What does the O Speed setting mean that reads in the dash?


----------



## NJG8GT (Nov 14, 2007)

I know you can have the dash readout display a digital speedometer if you want it too. Other than that I'm not sure.


----------



## GTO JUDGE (May 14, 2005)

Patmc13 said:


> What does the O Speed setting mean that reads in the dash?


You can set the Over speed sensor. It is fully outlined in the manual on the function of it and how to activate and deactivate it. 

What this does is, once it is activated to the desired MPH you want to be alerted to, it will beep every time you reach that mark. Mine is set at 90mph.

Don't be alarmed if you find after a few hours of uninterrupted driving you get alerted to take a break. You will be alerted with a chime and see a palm tree displayed on your cluster suggesting you take a break. This setting can be deactivated.

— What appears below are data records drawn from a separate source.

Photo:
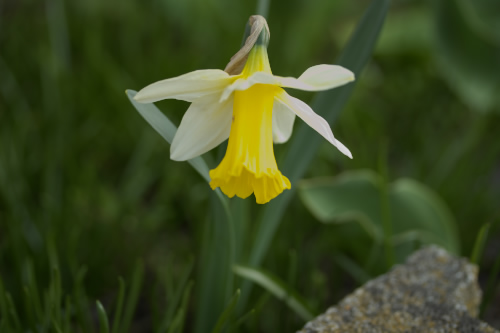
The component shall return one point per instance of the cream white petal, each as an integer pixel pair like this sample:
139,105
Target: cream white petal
283,119
205,125
317,78
319,124
188,87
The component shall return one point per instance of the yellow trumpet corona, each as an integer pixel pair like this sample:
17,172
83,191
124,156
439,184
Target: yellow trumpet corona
251,109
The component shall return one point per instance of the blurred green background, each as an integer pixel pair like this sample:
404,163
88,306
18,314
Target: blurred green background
88,187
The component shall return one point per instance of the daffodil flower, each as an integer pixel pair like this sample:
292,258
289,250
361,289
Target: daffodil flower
251,109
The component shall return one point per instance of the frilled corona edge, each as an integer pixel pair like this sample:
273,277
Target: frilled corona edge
432,292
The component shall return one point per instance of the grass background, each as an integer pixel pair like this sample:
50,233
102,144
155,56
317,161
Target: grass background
86,185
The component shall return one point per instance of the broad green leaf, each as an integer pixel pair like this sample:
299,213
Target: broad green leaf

There is a wealth of knowledge in the manual. 

Welcome to the forum.


----------



## cwbimp (Nov 8, 2006)

i have had the rest indcator light come on it was weird


----------



## GTO JUDGE (May 14, 2005)

cwbimp said:


> i have had the rest indcator light come on it was weird


If you don't pull over within 30 minutes after the rest indicator comes on, the car automatically pulls off the side of the road, your seat reclines, the center console lid opens and a beer pops up. You cannot restart your car for 60 mins.

:cheers MMMMMMMMMMMMMMM


----------



## Mike_V (Mar 10, 2006)

Crap, another warranty issue - my beer dispenser's broken.


----------



## GTO JUDGE (May 14, 2005)

Mike_V said:


> Crap, another warranty issue - my beer dispenser's broken.


The dispenser only holds 12 oz cans. Something to do with legal limits and breathalyser tests.  If you put a 16 oz can in the dispenser it will jam. There was a TSB out on it. Pontiac made the dispenser to accommodate larger cans. Another design flaw. You have to take your car in and have a smaller dispenser installed, this will prevent the schtukness.


----------



## NEXSTAR7 (Jan 28, 2007)

mine comes up with a mini keg , by GTO PERFORMANCE in montauk:cheers


----------



## Mike_V (Mar 10, 2006)

GTO JUDGE said:


> You have to take your car in and have a smaller dispenser installed, this will prevent the schtukness.


I just tested with Foster's (BINGO) problem solved.

I heard, and this may be a myth, that when you get the fuel warning and keep driving it changes to another warning - like when you're down to almost fumes.

Anyone know if this is true and what the warning looks like? If it's a guy carrying a gas can or something, that would be too funny. I know when I first saw the picnic table and tree in the rest alert I laughed my A off.


----------



## GTO JUDGE (May 14, 2005)

Mike_V said:


> I just tested with Foster's (BINGO) problem solved.


IMO since the car was built down under, Holden wants us drinking beer from down under. After market beer may void the warranty.


----------



## NJG8GT (Nov 14, 2007)

*montauk?*



NEXSTAR7 said:


> mine comes up with a mini keg , by GTO PERFORMANCE in montauk:cheers


Ive been there once, fishing 80 miles off shore for tuna with a guy named Larry who owns a glass business near there.:seeya:


----------



## GTO JUDGE (May 14, 2005)

NJgoat said:


> Larry


"Lord I apologize and bless all the starving pygmys down in New Guinea, amen."


----------



## cwbimp (Nov 8, 2006)

yea it goes fuel low then fuel very low you can drive passed the 0 mile mark on the read out i have done it severl times


----------



## EEZ GOAT (Jul 9, 2005)

funny stuff


----------